Зорким наблюдателем уличной жизни был в 1760-е годы Джеймс Босуэлл. «Ужасна грубость английского простонародья, — писал он в дневнике в декабре 1762 года. — Такова она, их свобода — свобода громить и стращать, свобода распускать поганые свои языки». Он то и дело слышал уличные возгласы типа: «Хрена лысого!» или «Язви твою душу!» Месяц спустя он записывает: «По пути домой я не на шутку тревожился. Уличные грабежи ныне очень часты». Летом 1763 года он заносит в дневник: «Джентльмен повздорил с половым. Тут же с криками „В круг! В круг!“ собралась большая толпа». Не исключено, что в этот клич через песенку «Круг из роз» вошла народная память об эпохе Великой чумы, когда венок из алых пятен на теле был предвестьем смерти. На улицах Лондона страх роковым образом соединялся с насилием.
В источниках XVIII века читаем о толпах громил с горящими факелами, с палками или дубинками; во всеуслышание объявляя имена лиц или названия улиц, вожаки направляли жестокость своих людей на конкретные местные цели. Дома, фабрики, мельницы порой сносились подчистую, ткацкие станки ломались на части. Из прошлого до нас доносятся крики: «Чего ж не стреляешь, соплячок? Вот мы тебя сейчас выпотрошим!» Имеется также интересное собрание писем с угрозами, дающее понятие о горячем и бешеном языке, которым лондонцы изъяснялись: «Сэр!
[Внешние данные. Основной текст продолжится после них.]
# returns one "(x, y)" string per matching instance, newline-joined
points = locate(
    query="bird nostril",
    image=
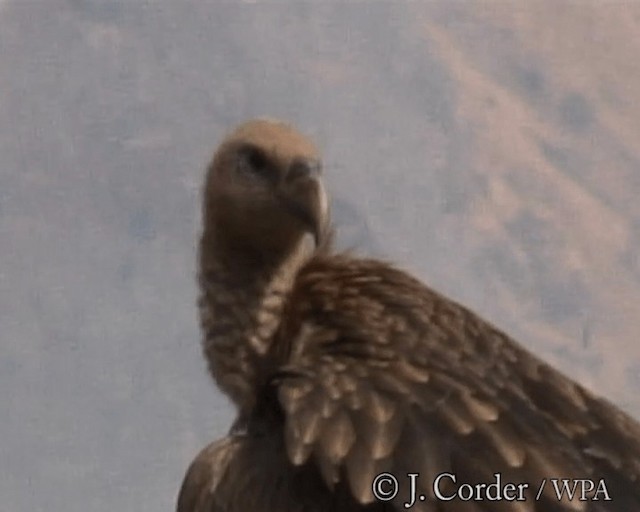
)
(303, 168)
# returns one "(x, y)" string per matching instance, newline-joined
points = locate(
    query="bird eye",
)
(252, 160)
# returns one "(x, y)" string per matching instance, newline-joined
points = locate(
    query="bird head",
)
(263, 191)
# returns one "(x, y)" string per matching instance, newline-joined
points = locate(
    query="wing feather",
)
(398, 378)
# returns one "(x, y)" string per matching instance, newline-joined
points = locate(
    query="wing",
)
(385, 375)
(198, 490)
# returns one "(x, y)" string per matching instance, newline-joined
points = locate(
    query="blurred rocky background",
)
(491, 147)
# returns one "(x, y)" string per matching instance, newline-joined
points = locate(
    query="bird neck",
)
(242, 298)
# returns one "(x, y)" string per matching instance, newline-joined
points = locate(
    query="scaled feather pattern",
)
(344, 368)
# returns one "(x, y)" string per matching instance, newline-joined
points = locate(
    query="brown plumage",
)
(343, 368)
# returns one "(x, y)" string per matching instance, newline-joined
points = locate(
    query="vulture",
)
(359, 388)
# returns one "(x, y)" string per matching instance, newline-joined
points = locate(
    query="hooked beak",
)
(302, 194)
(309, 206)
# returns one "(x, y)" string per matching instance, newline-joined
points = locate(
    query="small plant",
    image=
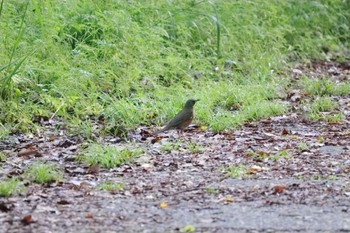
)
(168, 147)
(3, 157)
(10, 187)
(322, 104)
(335, 118)
(43, 173)
(107, 156)
(303, 146)
(238, 171)
(282, 154)
(194, 148)
(110, 186)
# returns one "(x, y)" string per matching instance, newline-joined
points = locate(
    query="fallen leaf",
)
(6, 207)
(285, 132)
(188, 228)
(29, 151)
(163, 205)
(228, 199)
(279, 188)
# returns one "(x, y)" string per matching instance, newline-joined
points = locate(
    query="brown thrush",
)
(182, 119)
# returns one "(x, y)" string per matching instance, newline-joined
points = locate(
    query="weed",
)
(302, 146)
(10, 187)
(3, 157)
(43, 173)
(194, 148)
(169, 146)
(334, 118)
(238, 171)
(281, 154)
(132, 65)
(322, 104)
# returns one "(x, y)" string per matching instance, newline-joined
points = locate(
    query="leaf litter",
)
(289, 170)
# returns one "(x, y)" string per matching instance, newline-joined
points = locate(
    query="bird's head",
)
(190, 103)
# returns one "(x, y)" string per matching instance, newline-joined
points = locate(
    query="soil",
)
(292, 176)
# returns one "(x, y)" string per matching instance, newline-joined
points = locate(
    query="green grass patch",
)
(170, 146)
(124, 64)
(43, 173)
(107, 156)
(238, 171)
(3, 157)
(10, 187)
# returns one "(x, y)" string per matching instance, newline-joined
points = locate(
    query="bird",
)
(182, 119)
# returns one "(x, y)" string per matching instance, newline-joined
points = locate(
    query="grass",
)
(125, 64)
(10, 187)
(3, 157)
(238, 171)
(107, 156)
(43, 173)
(170, 146)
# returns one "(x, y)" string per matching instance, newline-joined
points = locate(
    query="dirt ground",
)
(293, 177)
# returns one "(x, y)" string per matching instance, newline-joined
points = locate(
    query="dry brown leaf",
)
(279, 188)
(163, 205)
(27, 219)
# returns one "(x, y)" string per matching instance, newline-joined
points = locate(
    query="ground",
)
(282, 174)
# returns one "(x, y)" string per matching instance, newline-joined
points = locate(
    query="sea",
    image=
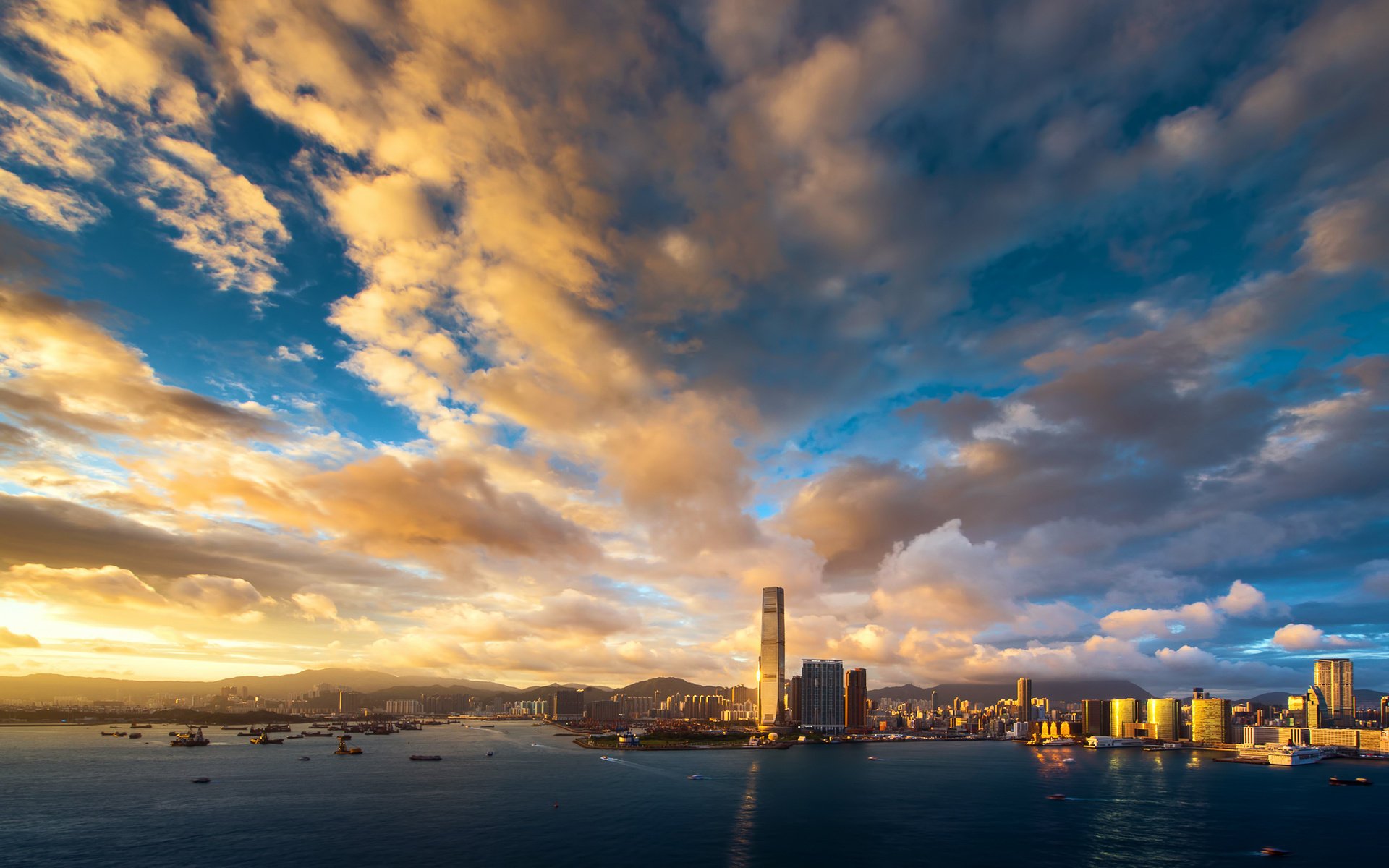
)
(521, 795)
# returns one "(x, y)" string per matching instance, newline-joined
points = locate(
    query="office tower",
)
(1334, 677)
(771, 664)
(856, 699)
(1095, 717)
(1121, 712)
(1210, 721)
(1317, 709)
(823, 694)
(1164, 718)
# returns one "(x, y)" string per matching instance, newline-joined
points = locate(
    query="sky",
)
(527, 342)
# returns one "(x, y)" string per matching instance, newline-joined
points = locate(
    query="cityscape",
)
(734, 433)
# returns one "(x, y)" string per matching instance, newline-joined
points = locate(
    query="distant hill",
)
(985, 694)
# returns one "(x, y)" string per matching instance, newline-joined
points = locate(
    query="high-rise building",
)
(1334, 677)
(771, 663)
(1095, 717)
(1317, 710)
(856, 699)
(1164, 718)
(823, 694)
(1210, 721)
(1121, 712)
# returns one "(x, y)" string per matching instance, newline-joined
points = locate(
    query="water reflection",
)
(741, 839)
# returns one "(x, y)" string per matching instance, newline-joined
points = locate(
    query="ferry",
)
(193, 738)
(1102, 742)
(1285, 754)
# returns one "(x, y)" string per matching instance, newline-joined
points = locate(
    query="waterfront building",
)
(1334, 676)
(1210, 721)
(823, 694)
(856, 699)
(1121, 712)
(1316, 709)
(1164, 718)
(771, 663)
(1095, 717)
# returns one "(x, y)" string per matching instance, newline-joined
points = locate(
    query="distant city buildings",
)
(1334, 676)
(823, 694)
(771, 663)
(856, 699)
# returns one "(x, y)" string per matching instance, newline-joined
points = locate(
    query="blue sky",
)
(516, 342)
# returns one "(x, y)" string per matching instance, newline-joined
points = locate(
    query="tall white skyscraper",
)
(823, 694)
(771, 663)
(1334, 677)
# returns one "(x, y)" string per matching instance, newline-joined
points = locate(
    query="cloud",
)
(1307, 638)
(9, 639)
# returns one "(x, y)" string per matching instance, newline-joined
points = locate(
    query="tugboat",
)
(193, 738)
(344, 749)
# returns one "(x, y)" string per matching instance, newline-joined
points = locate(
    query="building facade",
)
(1095, 717)
(1210, 721)
(856, 699)
(771, 661)
(1121, 712)
(1164, 718)
(1335, 678)
(823, 694)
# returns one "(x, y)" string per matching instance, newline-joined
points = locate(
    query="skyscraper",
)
(1334, 677)
(1210, 721)
(1164, 718)
(1095, 717)
(1024, 699)
(856, 699)
(1121, 712)
(823, 694)
(771, 663)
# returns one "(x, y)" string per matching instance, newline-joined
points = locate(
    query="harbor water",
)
(72, 798)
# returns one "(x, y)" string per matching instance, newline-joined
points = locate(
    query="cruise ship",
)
(1111, 742)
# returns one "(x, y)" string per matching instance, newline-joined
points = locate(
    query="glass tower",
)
(771, 663)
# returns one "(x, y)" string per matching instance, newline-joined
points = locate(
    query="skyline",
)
(502, 342)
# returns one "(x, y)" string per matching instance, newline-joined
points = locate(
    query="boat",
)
(193, 738)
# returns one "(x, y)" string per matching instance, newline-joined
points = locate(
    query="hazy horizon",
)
(528, 344)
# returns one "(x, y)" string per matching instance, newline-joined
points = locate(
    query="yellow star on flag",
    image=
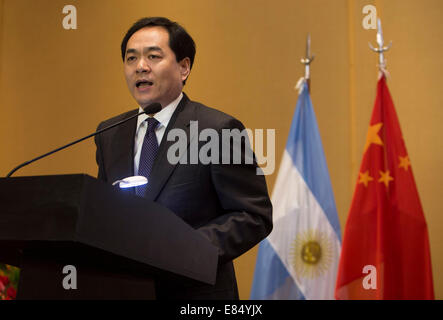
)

А ну подымайте живо цену на ваш товар на 2 пенса а ежели гад такой не подымешь ну тогда держись мы тебе мозги твои поганые вышибем понял ты псина шелудивая вышибем мозги и дом твой запалим… ежели не положишь деньги куда мы скажем я одно словечко шепну и гореть твоему дому и всему что имеешь… Мистер, делайте что вам велено потому как мы пока еще потчуем вас медком, но ежели вы вчерашние требованья не исполните, горький тогда конец настанет всей вашей жизни через чашу с терниями».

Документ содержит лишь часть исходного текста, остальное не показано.